The devotion of his friends kept Dick alive through that bitter winter but what had happened in his birthplace , Mansfield when he was about 4 yrs got him in the end, I was told . Dick was riding on the crossbar of his Romany fathers bike when a dog lept out at them. In the crash a spoke went through the little boys ankle . It was never really right again. When Dick became seriously ill he had to be pursuaded to accept medical help, due to the infection in his feet. Addenbrookes hospital must of been the longest time he had spent under a real roof in his 77yrs. I was told DIck
immediately enchanted the doctors and nurses with his natural charm and the innate good manners that were so much apart of him. Two days later with quite acceptance he signed the consent form allowing for his left leg to be amputated below the left knee due to gangrene that had set in. The operation was successful and spirits soared in anticipation. He was loved and respected. It made me laugh when I was told the hospital radio dj visited him and asked of any requests, Dick said cheerily ''How about 10 green bottles?'' The dj , momentarily disconcerted said ''Never had that request before''. He found it and the song was played. How like Dick to choose something cheerful and the patients could enjoy and sing along to.But then, he embraced everyone. I wrote this down as I was told, on admission to Addenbrookes when he was asked about kin he responded ''Haven't got one of those - anyway , we are all family ,aren't we?''. What words . And that comment sums up the most gentle of gentlemen who saw the world , the animals , nature and human beings through very special eyes. I always felt a calming experience when I had a chat with him.A swift relapse set in and Dick passed away. I think he saw a future inside was not for him. I have photos of lorry driver tributes that decorated the layby near his hovel,'' Cheerio, mate safe journey''. There was pussy willow on the coffin they carried between the daffodils to the church. He was at home among friends.

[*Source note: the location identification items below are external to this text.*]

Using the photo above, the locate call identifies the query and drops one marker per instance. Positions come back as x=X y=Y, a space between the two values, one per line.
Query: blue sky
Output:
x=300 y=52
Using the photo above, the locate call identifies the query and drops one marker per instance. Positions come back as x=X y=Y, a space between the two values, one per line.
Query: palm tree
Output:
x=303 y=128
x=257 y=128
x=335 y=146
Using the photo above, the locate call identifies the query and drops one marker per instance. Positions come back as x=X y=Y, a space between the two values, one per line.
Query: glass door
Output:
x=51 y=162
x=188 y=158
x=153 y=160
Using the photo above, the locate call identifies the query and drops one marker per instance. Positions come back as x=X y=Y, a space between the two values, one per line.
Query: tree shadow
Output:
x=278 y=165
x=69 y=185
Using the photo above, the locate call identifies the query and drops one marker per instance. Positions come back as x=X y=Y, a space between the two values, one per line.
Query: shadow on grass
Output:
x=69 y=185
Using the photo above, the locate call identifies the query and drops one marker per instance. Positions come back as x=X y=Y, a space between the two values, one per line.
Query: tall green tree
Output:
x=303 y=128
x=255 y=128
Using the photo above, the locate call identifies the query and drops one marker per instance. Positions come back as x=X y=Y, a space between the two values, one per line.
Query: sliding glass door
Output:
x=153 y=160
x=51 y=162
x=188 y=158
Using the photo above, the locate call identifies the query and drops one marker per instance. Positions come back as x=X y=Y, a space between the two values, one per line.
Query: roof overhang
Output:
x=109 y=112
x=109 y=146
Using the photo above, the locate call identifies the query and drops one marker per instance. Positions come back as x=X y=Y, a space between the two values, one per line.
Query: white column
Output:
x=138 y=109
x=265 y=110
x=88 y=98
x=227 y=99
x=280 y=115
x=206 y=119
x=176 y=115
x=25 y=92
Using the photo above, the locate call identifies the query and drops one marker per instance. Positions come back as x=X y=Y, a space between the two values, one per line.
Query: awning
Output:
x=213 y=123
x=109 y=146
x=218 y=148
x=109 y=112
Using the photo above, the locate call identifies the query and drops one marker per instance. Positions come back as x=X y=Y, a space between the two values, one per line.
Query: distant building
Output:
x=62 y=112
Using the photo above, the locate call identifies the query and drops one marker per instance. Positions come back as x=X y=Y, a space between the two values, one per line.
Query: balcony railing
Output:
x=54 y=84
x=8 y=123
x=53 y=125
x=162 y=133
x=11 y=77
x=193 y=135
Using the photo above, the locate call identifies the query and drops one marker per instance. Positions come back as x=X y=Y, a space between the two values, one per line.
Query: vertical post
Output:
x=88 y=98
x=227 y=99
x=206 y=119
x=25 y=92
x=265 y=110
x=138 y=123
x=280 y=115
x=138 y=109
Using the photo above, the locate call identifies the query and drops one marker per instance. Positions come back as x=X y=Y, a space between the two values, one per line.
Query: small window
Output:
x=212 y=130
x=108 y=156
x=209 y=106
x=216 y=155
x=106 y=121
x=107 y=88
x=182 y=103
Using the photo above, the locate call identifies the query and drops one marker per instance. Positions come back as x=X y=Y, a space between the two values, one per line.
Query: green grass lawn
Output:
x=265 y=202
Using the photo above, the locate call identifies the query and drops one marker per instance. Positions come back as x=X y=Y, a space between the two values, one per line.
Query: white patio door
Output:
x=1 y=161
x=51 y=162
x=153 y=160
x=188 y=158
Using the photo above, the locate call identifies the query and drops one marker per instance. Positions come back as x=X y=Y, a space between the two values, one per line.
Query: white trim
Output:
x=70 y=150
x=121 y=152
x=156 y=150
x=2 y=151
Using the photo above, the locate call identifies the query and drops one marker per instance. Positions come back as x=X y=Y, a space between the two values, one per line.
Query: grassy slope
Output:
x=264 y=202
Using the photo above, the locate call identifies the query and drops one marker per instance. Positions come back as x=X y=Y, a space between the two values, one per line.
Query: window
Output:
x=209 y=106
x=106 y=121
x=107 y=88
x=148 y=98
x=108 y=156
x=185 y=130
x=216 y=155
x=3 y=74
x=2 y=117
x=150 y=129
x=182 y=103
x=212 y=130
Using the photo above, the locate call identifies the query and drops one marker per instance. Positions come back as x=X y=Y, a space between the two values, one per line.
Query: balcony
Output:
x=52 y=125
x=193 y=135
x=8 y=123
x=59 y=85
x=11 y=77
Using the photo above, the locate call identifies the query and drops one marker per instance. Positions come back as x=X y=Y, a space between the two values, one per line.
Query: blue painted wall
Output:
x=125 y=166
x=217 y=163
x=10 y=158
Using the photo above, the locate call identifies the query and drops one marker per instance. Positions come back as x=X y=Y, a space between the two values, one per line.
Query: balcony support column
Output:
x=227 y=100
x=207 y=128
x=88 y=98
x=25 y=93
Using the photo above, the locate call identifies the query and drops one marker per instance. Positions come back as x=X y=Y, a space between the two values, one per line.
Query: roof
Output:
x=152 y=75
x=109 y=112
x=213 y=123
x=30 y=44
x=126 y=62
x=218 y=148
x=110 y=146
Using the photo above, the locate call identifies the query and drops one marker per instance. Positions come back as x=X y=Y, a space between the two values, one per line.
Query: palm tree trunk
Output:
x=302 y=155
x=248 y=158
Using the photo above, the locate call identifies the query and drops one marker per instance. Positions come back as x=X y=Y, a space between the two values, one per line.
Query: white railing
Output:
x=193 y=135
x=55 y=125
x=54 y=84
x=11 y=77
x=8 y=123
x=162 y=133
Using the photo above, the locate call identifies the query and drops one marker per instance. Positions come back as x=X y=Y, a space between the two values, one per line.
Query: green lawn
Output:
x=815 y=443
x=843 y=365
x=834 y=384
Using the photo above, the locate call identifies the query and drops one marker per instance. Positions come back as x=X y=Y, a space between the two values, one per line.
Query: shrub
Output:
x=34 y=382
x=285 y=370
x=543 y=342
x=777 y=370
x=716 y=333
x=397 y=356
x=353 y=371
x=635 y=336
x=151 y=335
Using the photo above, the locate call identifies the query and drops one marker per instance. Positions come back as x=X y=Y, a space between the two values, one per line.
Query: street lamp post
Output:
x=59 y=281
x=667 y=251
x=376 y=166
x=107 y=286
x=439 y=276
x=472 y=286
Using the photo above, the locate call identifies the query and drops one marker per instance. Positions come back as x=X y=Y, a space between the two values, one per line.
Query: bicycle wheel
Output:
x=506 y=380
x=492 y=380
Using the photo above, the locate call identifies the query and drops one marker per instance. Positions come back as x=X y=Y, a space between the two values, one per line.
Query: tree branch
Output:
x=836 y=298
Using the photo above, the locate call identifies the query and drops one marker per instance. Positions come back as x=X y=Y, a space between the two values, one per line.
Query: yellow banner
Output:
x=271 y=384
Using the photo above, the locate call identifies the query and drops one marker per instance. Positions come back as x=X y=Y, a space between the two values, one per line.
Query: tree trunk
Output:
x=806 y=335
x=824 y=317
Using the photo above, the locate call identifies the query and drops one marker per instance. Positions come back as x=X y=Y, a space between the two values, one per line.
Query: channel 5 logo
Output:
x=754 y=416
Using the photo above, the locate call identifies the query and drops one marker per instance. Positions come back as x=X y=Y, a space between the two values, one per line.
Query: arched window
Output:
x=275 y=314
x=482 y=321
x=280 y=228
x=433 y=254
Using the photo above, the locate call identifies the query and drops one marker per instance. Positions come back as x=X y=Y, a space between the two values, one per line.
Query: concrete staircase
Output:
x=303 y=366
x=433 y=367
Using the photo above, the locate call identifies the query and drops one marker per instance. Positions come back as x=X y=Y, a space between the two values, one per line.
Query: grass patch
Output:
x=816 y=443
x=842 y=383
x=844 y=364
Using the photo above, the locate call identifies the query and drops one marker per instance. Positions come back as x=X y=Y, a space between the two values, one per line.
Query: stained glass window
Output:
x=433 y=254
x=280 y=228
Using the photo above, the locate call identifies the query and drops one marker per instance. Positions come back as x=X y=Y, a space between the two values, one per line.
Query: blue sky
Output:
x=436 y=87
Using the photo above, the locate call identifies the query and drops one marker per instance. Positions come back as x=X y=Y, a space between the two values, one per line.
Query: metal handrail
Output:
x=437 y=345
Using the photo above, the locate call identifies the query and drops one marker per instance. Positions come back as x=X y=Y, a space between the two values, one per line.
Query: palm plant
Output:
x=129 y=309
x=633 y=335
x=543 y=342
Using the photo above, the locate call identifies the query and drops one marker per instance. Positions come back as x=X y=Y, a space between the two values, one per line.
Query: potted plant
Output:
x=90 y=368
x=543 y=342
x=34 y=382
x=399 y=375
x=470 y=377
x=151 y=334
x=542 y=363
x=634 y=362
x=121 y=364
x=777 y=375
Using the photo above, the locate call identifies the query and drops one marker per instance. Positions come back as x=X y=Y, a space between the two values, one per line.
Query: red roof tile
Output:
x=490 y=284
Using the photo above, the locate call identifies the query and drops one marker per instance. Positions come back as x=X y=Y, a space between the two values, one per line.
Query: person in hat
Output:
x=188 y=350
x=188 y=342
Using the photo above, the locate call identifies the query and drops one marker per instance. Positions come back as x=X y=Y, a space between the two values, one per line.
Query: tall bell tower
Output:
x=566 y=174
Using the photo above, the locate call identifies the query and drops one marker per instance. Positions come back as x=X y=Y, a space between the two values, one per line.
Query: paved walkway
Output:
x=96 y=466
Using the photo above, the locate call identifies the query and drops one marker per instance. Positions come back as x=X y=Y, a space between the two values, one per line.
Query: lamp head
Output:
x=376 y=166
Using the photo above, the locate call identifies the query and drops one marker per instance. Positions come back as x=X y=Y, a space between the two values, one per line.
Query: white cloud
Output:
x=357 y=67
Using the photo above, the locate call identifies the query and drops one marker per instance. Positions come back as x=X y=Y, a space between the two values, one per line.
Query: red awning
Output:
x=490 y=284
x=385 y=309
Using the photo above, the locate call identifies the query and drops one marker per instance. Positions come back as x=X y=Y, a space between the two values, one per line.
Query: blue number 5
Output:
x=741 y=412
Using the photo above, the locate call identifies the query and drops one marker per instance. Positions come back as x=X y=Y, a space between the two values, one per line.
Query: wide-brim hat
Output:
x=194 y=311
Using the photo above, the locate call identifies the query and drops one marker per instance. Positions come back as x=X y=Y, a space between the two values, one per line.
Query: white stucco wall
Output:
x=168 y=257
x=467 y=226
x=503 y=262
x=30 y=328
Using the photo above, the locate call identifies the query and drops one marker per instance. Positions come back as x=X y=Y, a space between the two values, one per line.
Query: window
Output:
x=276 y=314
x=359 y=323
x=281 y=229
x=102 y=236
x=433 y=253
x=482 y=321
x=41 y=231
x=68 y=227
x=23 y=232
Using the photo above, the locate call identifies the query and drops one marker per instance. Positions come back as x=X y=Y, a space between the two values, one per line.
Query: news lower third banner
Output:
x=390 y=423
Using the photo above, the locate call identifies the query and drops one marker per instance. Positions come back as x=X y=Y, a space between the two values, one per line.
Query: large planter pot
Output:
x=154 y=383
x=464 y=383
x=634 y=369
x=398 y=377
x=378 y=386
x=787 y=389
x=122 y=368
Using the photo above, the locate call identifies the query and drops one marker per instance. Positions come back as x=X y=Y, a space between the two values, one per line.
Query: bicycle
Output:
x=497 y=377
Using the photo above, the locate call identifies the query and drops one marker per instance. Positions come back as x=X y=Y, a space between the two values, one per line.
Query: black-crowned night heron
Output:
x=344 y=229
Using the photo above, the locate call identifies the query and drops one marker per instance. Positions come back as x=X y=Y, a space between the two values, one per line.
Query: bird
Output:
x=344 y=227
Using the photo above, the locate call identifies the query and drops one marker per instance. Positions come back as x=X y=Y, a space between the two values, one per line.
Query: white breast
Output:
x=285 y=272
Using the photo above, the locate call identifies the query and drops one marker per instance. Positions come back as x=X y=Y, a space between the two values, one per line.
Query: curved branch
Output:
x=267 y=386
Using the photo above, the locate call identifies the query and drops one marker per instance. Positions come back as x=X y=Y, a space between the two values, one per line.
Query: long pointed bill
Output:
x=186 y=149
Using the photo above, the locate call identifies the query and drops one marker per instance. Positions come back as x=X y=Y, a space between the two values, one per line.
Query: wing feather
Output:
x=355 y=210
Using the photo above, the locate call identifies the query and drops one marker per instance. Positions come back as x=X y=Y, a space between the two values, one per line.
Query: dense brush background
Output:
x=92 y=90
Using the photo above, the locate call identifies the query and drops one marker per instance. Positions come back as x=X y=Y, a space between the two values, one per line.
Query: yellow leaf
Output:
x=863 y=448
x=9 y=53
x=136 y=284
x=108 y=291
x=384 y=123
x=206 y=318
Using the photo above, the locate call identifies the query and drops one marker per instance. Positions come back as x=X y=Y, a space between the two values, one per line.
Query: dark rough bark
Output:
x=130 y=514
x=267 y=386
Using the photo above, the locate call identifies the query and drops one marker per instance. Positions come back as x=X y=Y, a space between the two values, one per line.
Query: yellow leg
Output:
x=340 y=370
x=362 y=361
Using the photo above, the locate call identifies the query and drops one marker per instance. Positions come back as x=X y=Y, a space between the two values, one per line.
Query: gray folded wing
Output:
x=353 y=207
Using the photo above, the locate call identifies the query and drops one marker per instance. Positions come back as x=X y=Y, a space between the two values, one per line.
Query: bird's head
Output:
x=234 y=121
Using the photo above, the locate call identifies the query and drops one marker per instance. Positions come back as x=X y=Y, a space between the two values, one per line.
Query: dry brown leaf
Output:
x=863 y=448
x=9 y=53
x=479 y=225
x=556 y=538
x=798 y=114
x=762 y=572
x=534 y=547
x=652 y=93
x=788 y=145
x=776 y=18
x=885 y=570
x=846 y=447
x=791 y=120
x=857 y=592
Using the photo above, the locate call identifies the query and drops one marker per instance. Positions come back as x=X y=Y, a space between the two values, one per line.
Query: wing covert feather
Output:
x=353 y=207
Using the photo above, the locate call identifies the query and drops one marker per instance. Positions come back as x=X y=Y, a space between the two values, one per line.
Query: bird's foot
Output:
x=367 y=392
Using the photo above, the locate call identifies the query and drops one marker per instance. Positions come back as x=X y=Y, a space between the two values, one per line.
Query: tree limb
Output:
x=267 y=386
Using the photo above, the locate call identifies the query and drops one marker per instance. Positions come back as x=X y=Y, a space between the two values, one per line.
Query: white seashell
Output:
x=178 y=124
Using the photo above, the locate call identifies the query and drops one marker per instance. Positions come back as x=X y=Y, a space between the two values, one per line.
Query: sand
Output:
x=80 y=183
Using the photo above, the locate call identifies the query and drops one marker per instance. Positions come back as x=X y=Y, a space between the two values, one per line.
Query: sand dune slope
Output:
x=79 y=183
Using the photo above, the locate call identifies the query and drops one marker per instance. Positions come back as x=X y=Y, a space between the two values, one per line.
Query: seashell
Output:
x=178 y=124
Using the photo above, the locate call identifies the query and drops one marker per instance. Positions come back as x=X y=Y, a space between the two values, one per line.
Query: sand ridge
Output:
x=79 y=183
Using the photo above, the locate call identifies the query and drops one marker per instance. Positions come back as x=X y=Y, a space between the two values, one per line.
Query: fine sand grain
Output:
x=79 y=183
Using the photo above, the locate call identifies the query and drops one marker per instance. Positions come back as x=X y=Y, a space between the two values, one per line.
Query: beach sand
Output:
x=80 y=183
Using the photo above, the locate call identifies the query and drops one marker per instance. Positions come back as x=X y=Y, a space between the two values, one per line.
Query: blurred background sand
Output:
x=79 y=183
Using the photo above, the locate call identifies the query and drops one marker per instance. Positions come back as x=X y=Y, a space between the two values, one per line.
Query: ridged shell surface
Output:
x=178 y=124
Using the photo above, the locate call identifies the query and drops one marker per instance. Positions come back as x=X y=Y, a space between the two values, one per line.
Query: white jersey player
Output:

Dick was a unique and inspirational man and I was proud to be one of his many, many friends . He was a man that never needed a key because he did not possess anything that needed locking up. No trappings of material gain to bog him down, just a genuine love and appreciation of the life he chose, and a very special closeness to nature. At the funeral they laughed out loud when someone said soap was seldom on his shopping list. They clapped theirhands when someone said he was a true gentleman. I was told it was the happiest funeral you ever saw. And the strangest. In 800 years AllSaints may have welcomed even bigger congregations , but hardly one linked more sincerely in their sadness and gladness. Dick Barratt was their real Romany friend for 40yrs. They were proud of this dishshevelled pram-pusher. People far beyond the twin parishes of Quendon and Rickling knew the gentle man of the woods who died too soon to see the blue bells bloom again around the cold , leaky hovel he loved. R.I.P Dick.
Haystack
- 03 Mar 2013 01:29
- 22000 of 81564
I know Quendon very well. It is a very nice hamlet sized village. I have watched cricket on the green there several times in years gone by. The singer Roger Whittaker used to live there in Quendon Hall. I had a friend who lived in the village.